A key phrase just came up, at least once delivery, which while making one promise very clearly says it may deliver messages multiple times. Most queues suffer from this because when they doubt delivery due to bad network conditions they have to redeliver. Some queues manage to avoid it to a degree with cache layers on the clients, but all of them document how they provide at least once delivery if they do provide it. The way to deal with multiple delivery is to build systems which can receive the same message over and over without anything bad happening, such as sending the same email twice. Engineers love to call these systems idempotent.
There's still more to the at least once deliver story. Some systems will deliver messages out of order, which can really bite. Watch for when this happens in the documentation for a queue technology and either build your system to not care when things arrive, or build it to the strength of the queue tech you choose so messages related to each other will always be in order. Systems can also be built to watch which intended order a message has; for example if you see message #2 it would be implied there was a message #1 even if it has not showed up yet.

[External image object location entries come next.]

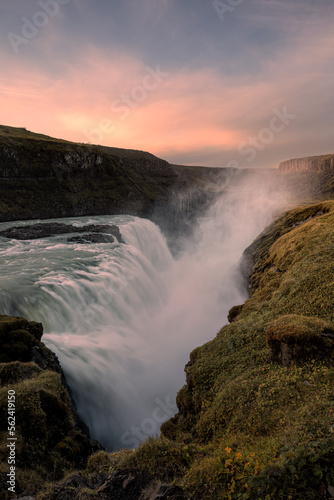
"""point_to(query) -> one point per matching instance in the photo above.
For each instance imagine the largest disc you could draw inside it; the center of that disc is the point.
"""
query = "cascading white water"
(123, 318)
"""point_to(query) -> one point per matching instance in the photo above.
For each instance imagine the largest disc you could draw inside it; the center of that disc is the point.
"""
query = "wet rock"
(20, 341)
(127, 484)
(234, 312)
(92, 238)
(48, 229)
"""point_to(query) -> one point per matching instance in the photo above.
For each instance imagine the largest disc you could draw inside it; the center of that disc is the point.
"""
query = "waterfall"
(123, 318)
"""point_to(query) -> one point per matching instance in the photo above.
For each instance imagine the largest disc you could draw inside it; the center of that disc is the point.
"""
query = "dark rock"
(294, 338)
(92, 238)
(105, 232)
(234, 312)
(166, 492)
(20, 341)
(126, 484)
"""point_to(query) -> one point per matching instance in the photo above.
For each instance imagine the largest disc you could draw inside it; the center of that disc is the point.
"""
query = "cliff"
(255, 418)
(42, 177)
(308, 164)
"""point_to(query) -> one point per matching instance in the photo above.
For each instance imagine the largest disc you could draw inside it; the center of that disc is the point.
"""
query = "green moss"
(265, 430)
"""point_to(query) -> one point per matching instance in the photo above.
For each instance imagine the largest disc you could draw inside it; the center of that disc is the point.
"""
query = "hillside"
(308, 164)
(255, 417)
(42, 177)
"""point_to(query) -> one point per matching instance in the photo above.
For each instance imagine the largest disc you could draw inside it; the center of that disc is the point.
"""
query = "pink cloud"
(114, 99)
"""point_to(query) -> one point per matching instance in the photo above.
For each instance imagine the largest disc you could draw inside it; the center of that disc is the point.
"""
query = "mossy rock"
(299, 338)
(234, 313)
(14, 372)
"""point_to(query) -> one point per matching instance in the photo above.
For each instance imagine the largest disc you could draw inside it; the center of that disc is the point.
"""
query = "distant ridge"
(308, 163)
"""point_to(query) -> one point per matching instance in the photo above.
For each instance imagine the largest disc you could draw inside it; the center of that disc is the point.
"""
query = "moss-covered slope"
(36, 415)
(256, 417)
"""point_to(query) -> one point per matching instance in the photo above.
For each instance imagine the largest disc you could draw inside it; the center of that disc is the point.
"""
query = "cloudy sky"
(199, 82)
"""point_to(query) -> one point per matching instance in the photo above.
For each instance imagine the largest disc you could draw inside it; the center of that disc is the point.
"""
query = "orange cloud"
(114, 99)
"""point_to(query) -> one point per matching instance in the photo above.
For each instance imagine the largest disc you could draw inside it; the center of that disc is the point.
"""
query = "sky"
(245, 83)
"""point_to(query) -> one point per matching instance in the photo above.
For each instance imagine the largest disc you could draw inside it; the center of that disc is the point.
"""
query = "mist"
(123, 319)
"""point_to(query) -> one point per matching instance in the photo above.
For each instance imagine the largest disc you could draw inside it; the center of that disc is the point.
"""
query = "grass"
(250, 428)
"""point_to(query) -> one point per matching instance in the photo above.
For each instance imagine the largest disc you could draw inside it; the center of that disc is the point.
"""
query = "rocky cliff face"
(42, 177)
(308, 164)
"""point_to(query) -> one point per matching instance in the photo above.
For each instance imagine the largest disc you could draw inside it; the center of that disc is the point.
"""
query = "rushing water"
(123, 318)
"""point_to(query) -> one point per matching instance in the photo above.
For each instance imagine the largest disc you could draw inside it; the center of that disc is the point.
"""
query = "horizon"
(216, 84)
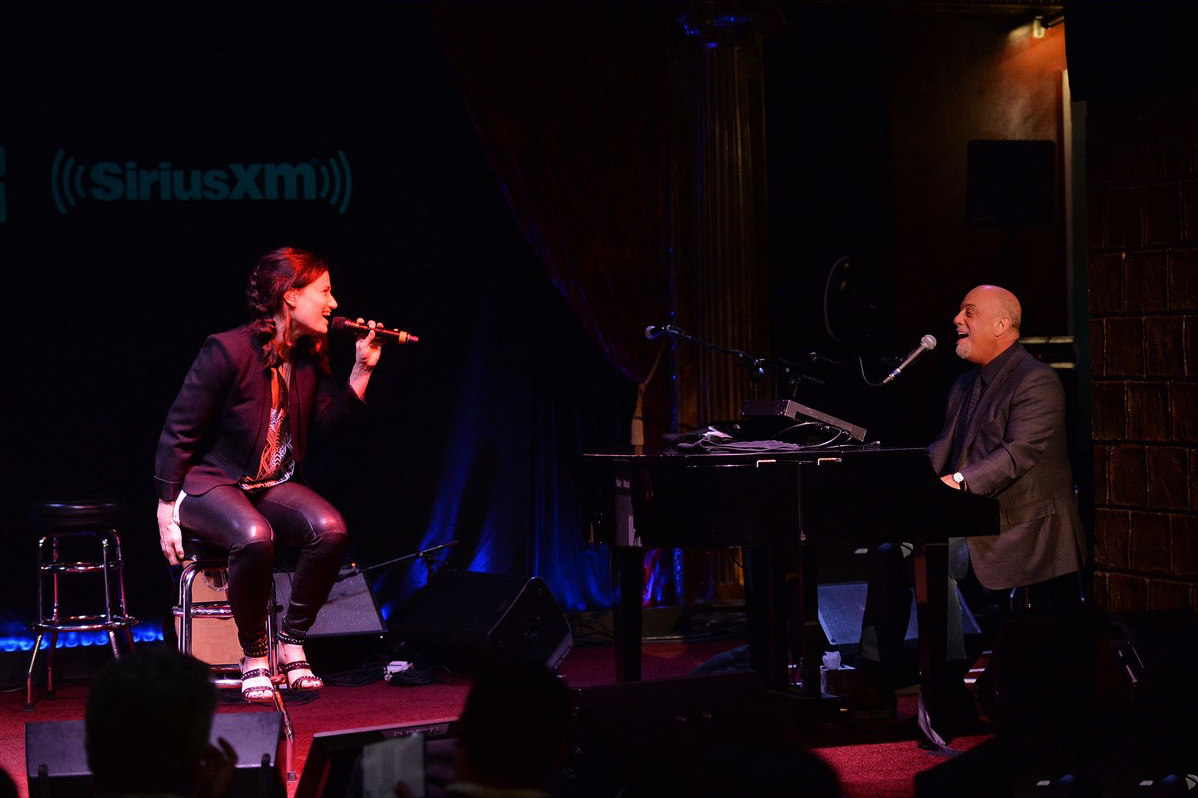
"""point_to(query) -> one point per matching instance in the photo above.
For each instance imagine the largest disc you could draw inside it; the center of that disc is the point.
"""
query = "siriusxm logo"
(108, 181)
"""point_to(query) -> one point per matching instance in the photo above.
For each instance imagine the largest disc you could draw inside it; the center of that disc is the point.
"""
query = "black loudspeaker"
(842, 605)
(1011, 183)
(331, 766)
(467, 621)
(702, 736)
(56, 761)
(350, 609)
(349, 629)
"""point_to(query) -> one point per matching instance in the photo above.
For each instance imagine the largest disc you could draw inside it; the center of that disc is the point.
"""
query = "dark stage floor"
(872, 757)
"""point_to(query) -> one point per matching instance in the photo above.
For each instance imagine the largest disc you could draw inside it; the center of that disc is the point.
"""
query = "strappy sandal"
(255, 684)
(308, 681)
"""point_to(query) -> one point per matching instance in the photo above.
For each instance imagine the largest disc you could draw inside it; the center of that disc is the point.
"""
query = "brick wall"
(1142, 167)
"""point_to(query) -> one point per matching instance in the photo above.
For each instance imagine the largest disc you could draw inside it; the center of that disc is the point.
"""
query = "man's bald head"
(987, 324)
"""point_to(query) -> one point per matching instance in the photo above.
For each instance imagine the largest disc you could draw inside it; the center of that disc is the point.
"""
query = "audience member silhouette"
(1069, 721)
(147, 723)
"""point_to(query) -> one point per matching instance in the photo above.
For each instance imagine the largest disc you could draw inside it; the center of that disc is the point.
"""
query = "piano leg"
(932, 610)
(768, 616)
(628, 584)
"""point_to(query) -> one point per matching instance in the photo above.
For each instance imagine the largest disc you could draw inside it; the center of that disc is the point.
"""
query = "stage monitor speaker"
(1011, 183)
(331, 766)
(350, 609)
(842, 605)
(467, 621)
(701, 736)
(56, 761)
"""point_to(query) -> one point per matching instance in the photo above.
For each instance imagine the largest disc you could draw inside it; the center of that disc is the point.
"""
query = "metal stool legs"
(187, 610)
(52, 566)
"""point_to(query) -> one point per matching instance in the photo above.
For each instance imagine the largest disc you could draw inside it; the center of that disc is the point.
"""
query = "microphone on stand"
(340, 324)
(926, 344)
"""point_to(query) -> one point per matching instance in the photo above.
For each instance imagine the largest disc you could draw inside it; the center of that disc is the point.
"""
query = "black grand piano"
(779, 506)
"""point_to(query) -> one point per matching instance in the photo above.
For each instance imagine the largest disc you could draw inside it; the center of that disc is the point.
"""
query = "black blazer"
(216, 430)
(1015, 449)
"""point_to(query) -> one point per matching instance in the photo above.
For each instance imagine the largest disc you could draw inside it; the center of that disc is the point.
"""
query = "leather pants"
(248, 525)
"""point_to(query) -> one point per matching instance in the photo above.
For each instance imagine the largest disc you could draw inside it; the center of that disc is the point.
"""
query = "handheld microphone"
(340, 324)
(926, 344)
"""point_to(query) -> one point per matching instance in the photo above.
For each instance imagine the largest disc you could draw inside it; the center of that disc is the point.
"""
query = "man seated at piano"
(1004, 436)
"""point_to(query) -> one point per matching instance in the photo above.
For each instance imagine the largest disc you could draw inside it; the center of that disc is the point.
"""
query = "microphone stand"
(756, 366)
(425, 555)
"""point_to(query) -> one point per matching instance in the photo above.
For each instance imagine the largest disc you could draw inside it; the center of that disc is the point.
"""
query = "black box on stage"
(56, 760)
(842, 606)
(467, 621)
(349, 629)
(332, 760)
(350, 609)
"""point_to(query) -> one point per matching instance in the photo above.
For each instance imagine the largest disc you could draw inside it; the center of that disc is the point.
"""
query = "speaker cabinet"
(467, 621)
(56, 761)
(842, 605)
(331, 768)
(350, 609)
(1011, 183)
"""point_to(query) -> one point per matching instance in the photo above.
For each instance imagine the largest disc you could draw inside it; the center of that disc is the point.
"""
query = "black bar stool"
(79, 537)
(211, 562)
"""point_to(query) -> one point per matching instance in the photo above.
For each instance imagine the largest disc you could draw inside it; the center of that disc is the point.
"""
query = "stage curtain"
(569, 101)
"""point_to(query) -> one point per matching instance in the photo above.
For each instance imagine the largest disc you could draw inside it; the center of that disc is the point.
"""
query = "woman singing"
(230, 458)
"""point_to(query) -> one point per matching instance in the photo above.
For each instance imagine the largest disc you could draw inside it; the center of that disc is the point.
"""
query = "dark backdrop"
(110, 296)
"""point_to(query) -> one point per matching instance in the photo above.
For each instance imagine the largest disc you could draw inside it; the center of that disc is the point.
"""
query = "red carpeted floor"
(873, 761)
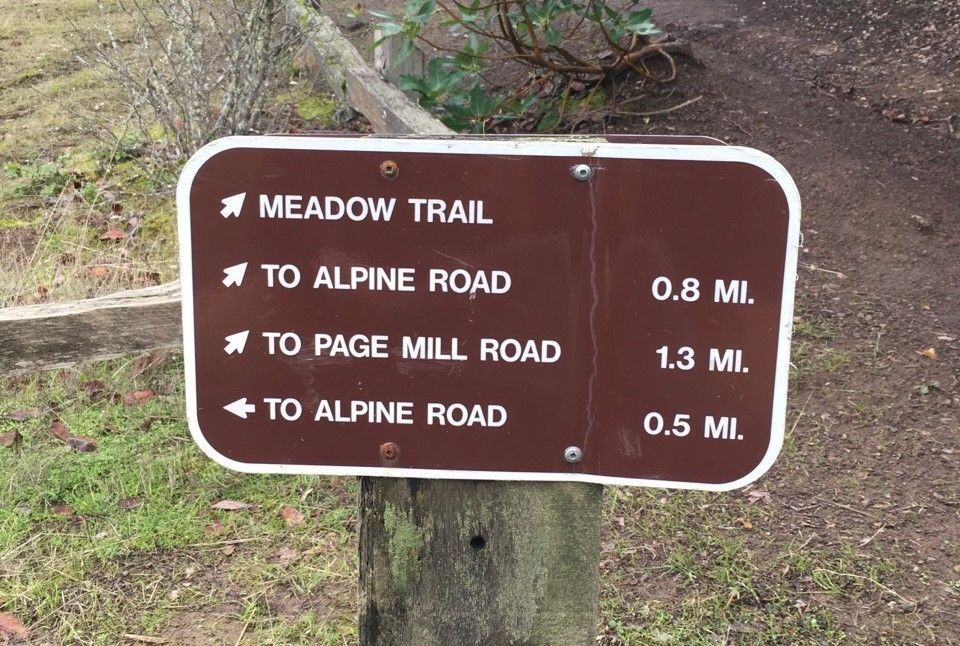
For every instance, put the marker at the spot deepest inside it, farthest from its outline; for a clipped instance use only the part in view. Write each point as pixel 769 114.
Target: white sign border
pixel 585 147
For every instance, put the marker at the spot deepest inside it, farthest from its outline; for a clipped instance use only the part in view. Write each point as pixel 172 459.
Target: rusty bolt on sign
pixel 390 169
pixel 389 451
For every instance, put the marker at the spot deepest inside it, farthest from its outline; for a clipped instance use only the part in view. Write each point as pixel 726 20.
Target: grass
pixel 723 577
pixel 140 546
pixel 73 172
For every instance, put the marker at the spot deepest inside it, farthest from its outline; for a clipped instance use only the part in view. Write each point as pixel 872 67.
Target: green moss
pixel 317 108
pixel 404 542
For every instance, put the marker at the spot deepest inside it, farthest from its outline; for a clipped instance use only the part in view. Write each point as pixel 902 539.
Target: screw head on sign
pixel 573 454
pixel 390 169
pixel 581 172
pixel 389 451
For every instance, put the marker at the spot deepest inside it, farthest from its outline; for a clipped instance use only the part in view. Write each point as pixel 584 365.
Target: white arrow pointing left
pixel 236 342
pixel 241 408
pixel 232 205
pixel 234 275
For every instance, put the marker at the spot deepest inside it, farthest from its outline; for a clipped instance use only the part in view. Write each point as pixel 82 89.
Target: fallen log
pixel 56 335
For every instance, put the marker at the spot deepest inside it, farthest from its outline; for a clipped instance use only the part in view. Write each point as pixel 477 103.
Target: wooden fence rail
pixel 56 335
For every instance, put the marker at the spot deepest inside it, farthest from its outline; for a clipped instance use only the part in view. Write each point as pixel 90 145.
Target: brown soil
pixel 877 434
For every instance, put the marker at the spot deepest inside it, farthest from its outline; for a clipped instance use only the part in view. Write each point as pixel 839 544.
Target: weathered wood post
pixel 467 562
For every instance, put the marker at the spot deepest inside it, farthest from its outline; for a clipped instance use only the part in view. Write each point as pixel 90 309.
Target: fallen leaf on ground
pixel 9 439
pixel 10 626
pixel 137 397
pixel 62 509
pixel 75 442
pixel 23 414
pixel 113 234
pixel 288 555
pixel 93 387
pixel 144 639
pixel 231 505
pixel 291 516
pixel 146 361
pixel 215 527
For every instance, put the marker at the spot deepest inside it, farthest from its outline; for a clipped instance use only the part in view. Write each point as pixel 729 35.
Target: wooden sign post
pixel 462 315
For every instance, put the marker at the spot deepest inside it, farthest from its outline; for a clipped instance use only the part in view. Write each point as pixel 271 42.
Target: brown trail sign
pixel 612 311
pixel 522 309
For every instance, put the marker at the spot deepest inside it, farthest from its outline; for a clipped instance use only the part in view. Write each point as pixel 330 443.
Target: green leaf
pixel 405 49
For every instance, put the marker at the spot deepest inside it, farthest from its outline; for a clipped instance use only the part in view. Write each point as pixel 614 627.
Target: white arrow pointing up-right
pixel 241 408
pixel 232 205
pixel 234 275
pixel 236 342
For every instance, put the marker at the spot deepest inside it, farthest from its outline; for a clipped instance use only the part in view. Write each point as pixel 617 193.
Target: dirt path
pixel 872 460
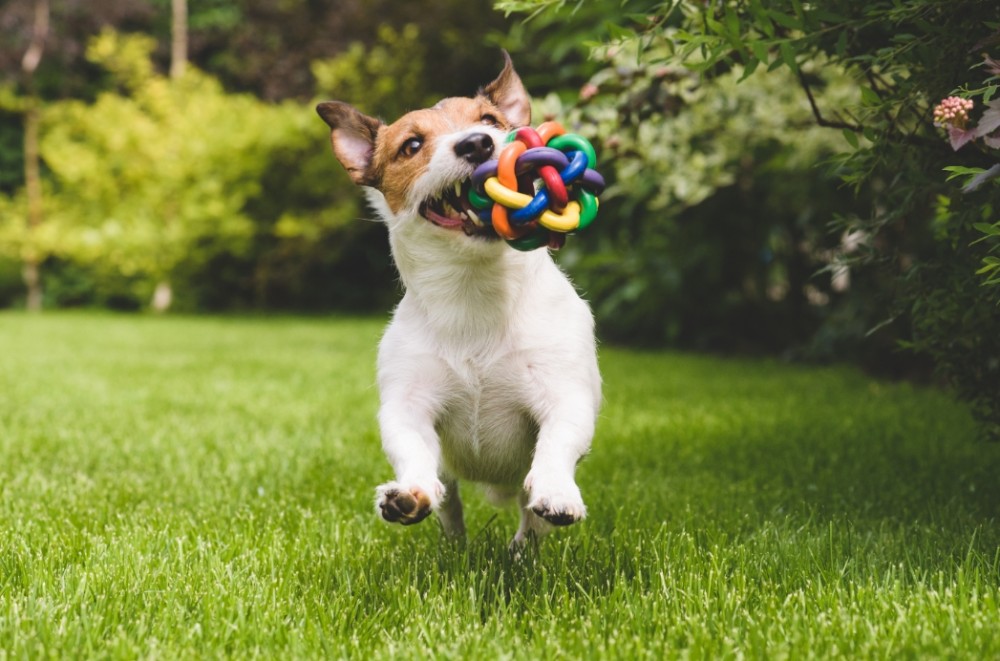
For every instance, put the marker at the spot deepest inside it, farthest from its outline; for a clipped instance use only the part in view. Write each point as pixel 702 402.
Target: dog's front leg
pixel 406 420
pixel 566 428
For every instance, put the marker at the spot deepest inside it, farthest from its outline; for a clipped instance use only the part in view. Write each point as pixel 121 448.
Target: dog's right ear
pixel 353 137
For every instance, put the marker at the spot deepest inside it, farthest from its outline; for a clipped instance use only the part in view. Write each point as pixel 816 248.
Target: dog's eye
pixel 411 146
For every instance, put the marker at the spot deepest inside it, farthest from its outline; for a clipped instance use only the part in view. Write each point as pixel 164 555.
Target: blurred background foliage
pixel 777 184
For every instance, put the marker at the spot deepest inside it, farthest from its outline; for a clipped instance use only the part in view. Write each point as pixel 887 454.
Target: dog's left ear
pixel 353 137
pixel 508 94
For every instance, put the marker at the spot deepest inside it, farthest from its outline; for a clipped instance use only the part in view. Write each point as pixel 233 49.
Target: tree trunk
pixel 163 295
pixel 178 38
pixel 32 169
pixel 33 191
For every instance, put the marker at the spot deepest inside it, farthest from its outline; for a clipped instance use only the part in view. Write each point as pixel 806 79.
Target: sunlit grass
pixel 193 488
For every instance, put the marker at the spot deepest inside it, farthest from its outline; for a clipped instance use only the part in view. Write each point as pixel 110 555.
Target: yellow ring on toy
pixel 567 221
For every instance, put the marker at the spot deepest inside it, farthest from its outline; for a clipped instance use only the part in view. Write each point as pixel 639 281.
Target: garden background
pixel 795 276
pixel 778 182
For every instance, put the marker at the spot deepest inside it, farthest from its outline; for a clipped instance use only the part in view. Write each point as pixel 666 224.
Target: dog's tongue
pixel 444 221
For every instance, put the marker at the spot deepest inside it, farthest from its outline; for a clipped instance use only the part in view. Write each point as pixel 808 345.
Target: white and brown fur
pixel 488 370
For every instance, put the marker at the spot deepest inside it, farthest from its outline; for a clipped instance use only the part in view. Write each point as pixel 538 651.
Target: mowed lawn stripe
pixel 185 487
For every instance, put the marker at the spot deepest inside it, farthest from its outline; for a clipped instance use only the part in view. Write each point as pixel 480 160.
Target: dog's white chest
pixel 486 432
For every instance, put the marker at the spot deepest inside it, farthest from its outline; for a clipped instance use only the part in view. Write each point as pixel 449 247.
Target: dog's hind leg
pixel 531 528
pixel 450 511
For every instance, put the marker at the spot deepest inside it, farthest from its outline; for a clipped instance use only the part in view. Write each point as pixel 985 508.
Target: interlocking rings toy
pixel 529 216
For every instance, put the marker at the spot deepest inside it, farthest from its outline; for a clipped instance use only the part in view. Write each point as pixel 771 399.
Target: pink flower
pixel 953 112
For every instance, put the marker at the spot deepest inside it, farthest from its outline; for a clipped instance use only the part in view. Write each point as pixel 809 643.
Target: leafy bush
pixel 913 247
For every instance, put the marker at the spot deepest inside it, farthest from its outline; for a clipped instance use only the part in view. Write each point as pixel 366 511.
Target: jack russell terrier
pixel 488 370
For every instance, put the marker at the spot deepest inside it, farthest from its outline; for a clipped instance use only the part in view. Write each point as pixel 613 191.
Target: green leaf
pixel 961 171
pixel 785 20
pixel 870 97
pixel 760 50
pixel 987 228
pixel 788 56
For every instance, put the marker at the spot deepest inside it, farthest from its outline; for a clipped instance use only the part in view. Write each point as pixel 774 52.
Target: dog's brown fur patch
pixel 394 170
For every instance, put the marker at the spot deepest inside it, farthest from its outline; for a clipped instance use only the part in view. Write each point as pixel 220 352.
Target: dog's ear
pixel 353 137
pixel 508 94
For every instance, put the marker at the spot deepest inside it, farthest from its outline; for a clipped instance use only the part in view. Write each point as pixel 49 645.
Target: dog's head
pixel 417 169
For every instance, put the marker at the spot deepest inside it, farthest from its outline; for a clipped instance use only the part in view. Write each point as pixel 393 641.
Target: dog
pixel 488 369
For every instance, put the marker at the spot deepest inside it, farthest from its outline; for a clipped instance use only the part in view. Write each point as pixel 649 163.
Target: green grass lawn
pixel 190 488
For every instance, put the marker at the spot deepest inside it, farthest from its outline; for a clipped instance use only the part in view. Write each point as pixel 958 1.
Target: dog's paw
pixel 398 504
pixel 559 505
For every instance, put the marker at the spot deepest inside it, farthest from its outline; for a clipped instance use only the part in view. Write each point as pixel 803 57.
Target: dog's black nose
pixel 476 148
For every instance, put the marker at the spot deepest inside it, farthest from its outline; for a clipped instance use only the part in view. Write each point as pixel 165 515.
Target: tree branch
pixel 822 121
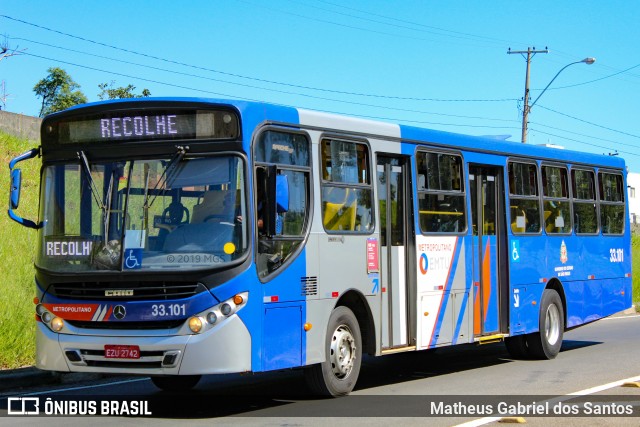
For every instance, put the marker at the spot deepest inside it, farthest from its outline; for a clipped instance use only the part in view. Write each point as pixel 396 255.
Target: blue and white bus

These down sides may sound tricky, but in practice they are very painful to work around. It is surprising sometimes how many things are fine being eventually consistent.Using queues helps keep your environment healthy and well balanced when used well, and are critical when building microservices.
Let's dive into another scenario involving an HTTP Rest Api that is hammered with requests to create cat recognition models that are expensive for us to compute. We have a choice to queue these creation requests after tagging them with an id, and simply return the id right away. Keep in mind the consumer may turn around and ask to use their cat model before it is created then, and we would need to respond that it is still in progress . That's more REST design than anything, but see how queues help us seem nice and snappy here?
They also help us distribute the labor. Our cat recognition models are premium, but what if our machines can only process one model at a time? We can configure our events to be delivered evenly across the workers and in a one at a time fashion.
If a third logging and telemetry system also wanted to hear about these messages, they could subscribe to the published create-a-cat-model events. Configuring an event to be delivered to multiple types of clients can be done with routing or what is called fanout configuration of some form.
So what are some queueing technologies? There are a great many. A popular and mature one I like is RabbitMQ, but NATS is a newer supposedly faster kid on the street which has a cool graph here which also shows lots of other queue tech. Azure and AWS also provide dedicated queuing technologies which can be very robust.
Queues can make a tremendous difference where it counts and should not be underestimated as a simple solution to what seems like an overwhelming problem. Notheless be careful when brandishing asynchronous technology. Race conditions will eventually show up to eat your lunch, if they do try looking at something like hash based routing to help avoid distributed locks which can be difficult to keep honest.